|
|
|
|
|
by giardini
3655 days ago
|
|
I concur. ML isn't programming per se; it is experimental problem-solving with a particular dataset and algorithm. Your result may/not work well, may/not generalise, and will almost undoubtedly not contribute anything new to any discipline, even to ML. When all ML work is done we'll have great pattern recognizers but nothing remotely akin to thought. And we won't understand how they work or the best way to build the next one. It isn't AI, although it is a part of AI, just as the visual system is part of AI. I was reading Domingos' "The Master Algorithm" several days ago and a mathematician inquired about the book. He knew a group of ML developers. His opinion was that "ML doesn't look very interesting: all you do is play with the parameters, turn the knobs, and/or change the model until something works.

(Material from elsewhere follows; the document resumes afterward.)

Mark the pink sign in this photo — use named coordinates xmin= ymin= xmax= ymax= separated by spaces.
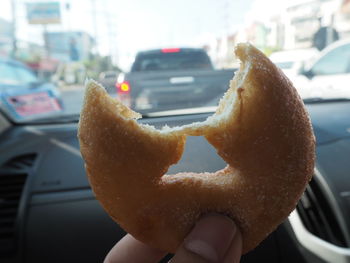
xmin=7 ymin=92 xmax=62 ymax=117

There's no real progress there; nothing substantial." Rather than sending a batallion of bright developers into the ML swamp where they will largely be frustrated, learn little and contribute less, I'd be tempted to guide them into other fields. |
|
1) I think working knowledge of ML is extremely useful to many developers, and generally under-taught in universities. See the old Joel article which mentions "Google uses Bayesian filtering like MS uses the IF statement" http://www.joelonsoftware.com/items/2005/10/17.html). A well-rounded developer should know the basics (Logistic regression, SVMs, know some things about CDNNs etc.), it will make him much more adept at problem-solving. I suspect Google's internal push to get people up to speed is not to turn them all into ML researchers, but rather to make sure that everybody "knows the basics well enough".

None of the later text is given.